Einen Tumor hat man nicht gesehen. "Das war strange (sonderbar)", sagt Pflaum. Es wurde Krebs im Kopf festgestellt, eine sehr aggressive und seltene Form. "Ich stand neben ihrem Bett und der Arzt sagte mir, da könne man nichts machen, es sei aussichtslos", schluckt Pflaum. Getragen hat sie damals Dekan Gerhard Schoenauer, er hat sie täglich begleitet. Für die ganze Familie war es ein Schock.

"Wir haben damals viel Hilfe von außen bekommen, von unseren Freunden", sagt die Unternehmerin. Drei Tage nach der Diagnose ist Susanne gestorben. "Das Leben hat so entschieden", sagt Pflaum.

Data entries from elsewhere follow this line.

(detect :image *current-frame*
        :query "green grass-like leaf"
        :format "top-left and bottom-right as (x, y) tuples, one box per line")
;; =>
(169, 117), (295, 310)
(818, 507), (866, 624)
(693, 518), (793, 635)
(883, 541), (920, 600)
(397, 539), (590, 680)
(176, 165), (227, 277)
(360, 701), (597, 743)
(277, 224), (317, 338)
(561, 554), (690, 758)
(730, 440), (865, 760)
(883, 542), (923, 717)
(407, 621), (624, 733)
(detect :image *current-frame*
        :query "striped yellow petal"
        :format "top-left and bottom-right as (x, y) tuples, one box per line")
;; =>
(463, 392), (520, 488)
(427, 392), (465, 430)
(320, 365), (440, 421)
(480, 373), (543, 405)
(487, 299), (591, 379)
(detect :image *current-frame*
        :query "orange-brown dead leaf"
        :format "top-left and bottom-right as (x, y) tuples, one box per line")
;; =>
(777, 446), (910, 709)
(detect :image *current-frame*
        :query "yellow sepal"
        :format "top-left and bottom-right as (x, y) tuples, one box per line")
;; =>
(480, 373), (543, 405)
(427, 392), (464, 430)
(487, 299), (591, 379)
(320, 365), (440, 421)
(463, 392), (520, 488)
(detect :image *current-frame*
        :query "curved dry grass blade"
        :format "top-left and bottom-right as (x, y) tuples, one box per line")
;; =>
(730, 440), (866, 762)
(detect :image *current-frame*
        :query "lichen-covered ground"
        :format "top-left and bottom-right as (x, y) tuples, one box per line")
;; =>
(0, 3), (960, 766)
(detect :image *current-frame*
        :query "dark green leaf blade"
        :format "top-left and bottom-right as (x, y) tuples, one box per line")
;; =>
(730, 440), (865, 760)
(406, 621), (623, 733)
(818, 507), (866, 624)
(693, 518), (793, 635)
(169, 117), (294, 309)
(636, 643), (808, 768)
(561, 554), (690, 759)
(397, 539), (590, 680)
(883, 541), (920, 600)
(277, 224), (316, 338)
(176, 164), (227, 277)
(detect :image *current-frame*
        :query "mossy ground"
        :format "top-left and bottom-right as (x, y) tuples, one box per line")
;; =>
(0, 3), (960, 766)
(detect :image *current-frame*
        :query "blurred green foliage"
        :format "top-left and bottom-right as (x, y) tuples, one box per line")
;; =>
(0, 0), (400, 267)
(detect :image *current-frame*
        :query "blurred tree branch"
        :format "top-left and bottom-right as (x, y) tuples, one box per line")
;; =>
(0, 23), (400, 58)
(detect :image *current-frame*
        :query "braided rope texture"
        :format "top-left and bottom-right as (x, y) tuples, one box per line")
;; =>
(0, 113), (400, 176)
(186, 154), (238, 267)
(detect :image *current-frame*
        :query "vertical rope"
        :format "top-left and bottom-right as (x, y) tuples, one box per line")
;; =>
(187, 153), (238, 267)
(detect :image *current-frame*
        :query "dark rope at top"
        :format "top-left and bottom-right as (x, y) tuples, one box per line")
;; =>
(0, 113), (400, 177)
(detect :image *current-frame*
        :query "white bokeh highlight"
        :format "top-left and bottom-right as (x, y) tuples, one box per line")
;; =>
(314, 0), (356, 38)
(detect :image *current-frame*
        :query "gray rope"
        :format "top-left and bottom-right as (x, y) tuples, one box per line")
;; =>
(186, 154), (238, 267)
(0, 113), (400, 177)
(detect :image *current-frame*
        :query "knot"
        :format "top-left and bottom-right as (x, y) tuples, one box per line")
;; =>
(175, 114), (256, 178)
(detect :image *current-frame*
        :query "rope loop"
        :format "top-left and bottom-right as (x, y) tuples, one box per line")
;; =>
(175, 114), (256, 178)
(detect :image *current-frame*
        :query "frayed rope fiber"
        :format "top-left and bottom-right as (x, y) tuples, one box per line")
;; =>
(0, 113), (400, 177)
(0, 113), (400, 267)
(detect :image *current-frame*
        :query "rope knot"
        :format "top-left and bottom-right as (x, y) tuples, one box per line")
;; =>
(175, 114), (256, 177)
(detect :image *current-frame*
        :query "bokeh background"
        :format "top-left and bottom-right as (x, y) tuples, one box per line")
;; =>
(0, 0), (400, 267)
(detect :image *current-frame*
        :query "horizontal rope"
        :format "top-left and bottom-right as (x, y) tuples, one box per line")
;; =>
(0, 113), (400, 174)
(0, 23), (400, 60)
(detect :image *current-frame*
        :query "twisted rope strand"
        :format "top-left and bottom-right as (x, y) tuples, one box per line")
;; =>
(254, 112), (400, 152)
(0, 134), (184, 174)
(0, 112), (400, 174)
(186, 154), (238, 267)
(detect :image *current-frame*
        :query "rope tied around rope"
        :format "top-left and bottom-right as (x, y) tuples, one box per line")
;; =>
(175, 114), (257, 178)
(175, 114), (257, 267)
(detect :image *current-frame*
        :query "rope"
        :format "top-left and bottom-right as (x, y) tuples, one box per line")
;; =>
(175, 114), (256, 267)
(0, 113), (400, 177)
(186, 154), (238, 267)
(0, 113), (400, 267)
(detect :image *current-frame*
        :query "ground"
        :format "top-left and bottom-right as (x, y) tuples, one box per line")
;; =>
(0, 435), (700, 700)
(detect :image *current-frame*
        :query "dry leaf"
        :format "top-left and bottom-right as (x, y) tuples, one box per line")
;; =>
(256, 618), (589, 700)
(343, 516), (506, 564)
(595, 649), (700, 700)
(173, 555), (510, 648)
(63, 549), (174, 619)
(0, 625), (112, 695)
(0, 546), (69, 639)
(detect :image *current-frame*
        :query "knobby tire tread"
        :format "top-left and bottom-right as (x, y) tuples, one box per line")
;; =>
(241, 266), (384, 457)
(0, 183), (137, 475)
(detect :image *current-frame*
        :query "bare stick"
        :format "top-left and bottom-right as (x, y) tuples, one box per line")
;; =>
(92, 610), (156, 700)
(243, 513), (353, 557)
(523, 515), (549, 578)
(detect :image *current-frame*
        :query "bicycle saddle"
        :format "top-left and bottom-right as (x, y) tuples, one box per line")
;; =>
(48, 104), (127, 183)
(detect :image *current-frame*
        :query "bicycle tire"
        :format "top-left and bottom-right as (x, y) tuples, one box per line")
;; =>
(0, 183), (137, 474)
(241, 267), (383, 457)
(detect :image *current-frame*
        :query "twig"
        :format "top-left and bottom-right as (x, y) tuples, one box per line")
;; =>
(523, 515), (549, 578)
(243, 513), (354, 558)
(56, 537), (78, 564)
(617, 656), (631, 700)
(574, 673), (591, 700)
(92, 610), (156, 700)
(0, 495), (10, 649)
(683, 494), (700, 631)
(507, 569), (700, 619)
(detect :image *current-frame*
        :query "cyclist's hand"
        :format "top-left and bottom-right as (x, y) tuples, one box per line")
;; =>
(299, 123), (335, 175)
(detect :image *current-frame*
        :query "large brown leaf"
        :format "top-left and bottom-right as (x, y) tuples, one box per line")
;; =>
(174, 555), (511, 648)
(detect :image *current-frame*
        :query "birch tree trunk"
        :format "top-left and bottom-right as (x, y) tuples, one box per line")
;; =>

Die Familie haben die schlimmen Ereignisse zusammengeschweißt. Karin Pflaum hat Stärke bewiesen. "Irgendwann kam wieder der Alltag, das war anstrengend, aber es musste ja weitergehen", sagt sie. Das Geschäft war wie ein Korsett für sie. "Und ich hatte ja Verantwortung für die Angestellten." Zeit zum richtigen Trauern habe sie nicht gehabt.

"Ich wollte auch keine Unterstützung von einer Selbsthilfegruppe", sagt sie. "Ich wollte mit meinem Elend nicht noch andere runter ziehen." So etwas muss jeder mit sich selbst ausmachen, findet sie. "So stark bin ich, dass ich das selber schaffe." Das Arbeiten und Laufen haben ihr damals geholfen.

Reisen mit dem VW-Bus

Karin Pflaum lebt heute zufrieden. Ihr gehe es gut, sagt sie. Sie ist stolze Oma von vier Enkeln und hat ein super Verhältnis mit ihren anderen beiden Töchtern. Julia ist Hebamme in Neumarkt, Kathrin arbeitet als Informatikerin in Bayreuth.

Karin Pflaum fährt oft mit ihrem Mann weg, das haben sie schon früher mit den Kindern gemacht. "Wir wollen ja Menschen bleiben", sagt sie. Das Ehepaar hat einen VW-Bus, mit dem sind sie oft unterwegs. Ihr Mann ist 62 Jahre, wie es mit dem Geschäft mal weiter geht, wissen sie nicht.

Einen Nachfolger in der Familie gibt es nicht. Seit 113 Jahren ist die Bäckerei Pflaum in Familienhand. "Aber es gibt mehrere Lebensabschnitte", sagt sie. Für sie ist ein Leben ohne Geschäft vorstellbar. Über den tragischen Tod von Susanne sei sie weg, sagt Karin Pflaum. "Aber die Narben bleiben."